Given everything happening in the world today, it’s both amazing and saddening how relevant many of the messages being delivered by artists such as Sammy Davis, Jr. in the 1960s still feel.
Today’s YouTube Tuesday clip comes from 2nd November 1968, when Sammy Davis, Jr. hosted an episode of The Hollywood Palace. Sammy had just returned from a European tour after finishing the West End run of Golden Boy in London. He returned to an America in turmoil.
Sammy chose to close the show with “Peace, Brother, Peace”, a song which had been recently recorded by Bill Medley (best known as one half of The Righteous Brothers) and went on to become a Top 40 hit.
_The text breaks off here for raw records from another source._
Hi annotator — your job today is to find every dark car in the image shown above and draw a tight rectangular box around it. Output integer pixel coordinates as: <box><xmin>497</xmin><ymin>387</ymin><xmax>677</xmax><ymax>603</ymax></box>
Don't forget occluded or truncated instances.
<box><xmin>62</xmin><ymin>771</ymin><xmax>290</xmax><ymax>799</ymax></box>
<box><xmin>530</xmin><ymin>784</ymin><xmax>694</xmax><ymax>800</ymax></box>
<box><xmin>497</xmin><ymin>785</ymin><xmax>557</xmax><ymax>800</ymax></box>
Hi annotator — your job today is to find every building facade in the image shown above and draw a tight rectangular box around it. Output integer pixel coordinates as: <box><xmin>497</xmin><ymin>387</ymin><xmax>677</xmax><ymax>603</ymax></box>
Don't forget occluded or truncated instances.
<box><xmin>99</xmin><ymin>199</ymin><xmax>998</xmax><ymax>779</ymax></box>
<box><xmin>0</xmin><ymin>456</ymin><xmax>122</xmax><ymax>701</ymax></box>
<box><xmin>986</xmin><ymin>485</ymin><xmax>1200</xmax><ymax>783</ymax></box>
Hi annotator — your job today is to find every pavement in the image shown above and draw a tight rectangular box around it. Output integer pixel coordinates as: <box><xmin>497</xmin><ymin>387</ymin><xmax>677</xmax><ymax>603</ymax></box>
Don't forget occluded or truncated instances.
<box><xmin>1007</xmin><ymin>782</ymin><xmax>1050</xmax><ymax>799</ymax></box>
The song was written by the legendary songwriting team of Barry Mann and Cynthia Weil, and, 50 years on, its lyrics still hit home:
No more talking, everything we say, it has been said before
Time for feeling, reaching down into your heart, and even more
Time for changing, the man that you are
We gotta get together, do a little giving
Change our way of thinking, change our way of living
And Lord, Lord, we’ve got to stop the hating, and no time left for crying
When the kids are going hungry, and the good men are dying
The full episode featured Aretha Franklin (who does a soul duet with Sammy), sunshine pop group Spanky & Our Gang, child actor Johnny Whitaker, comedian Corbett Monica, and singer-guitarist John Bassett, and can be found on YouTube. Sammy also sings “MacArthur Park” and “I’ve Gotta Be Me”.
This is a fantastic site for Sammy Davis Jr. Wonderfully done!
I think another reason Sinatra gave Davis, Jr. the cold shoulder in the mid-’70’s era wasn’t just the drugs,
but also him hanging out with Church of Satan founder LaVey & starring in a satanic-themed film.
As Sinatra was angered that Mia Farrow starred in pedophile Polanski’s satanic film ‘Rosemary’s Baby’
against his wishes, it stands to reason Frank wouldn’t be thrilled with Sammy being in such company.
I always wondered what New Age MacLaine thought of that when she was still chumming with the Rat Pack.
Anyway it’s a part of Sammy Davis Jr.’s life that, however sad or brief, shouldn’t be ignored.
As the great man said, he “wanted to experience everything!”
Possibly – Sammy has been very open over the years about that aspect of his life and the extent of his involvement. Others choose to focus on it today as if it were some kind of secret or conspiracy, which is relentlessly annoying. We have mentioned the issue on our biography pages and will address it further on the blog one day I’m sure.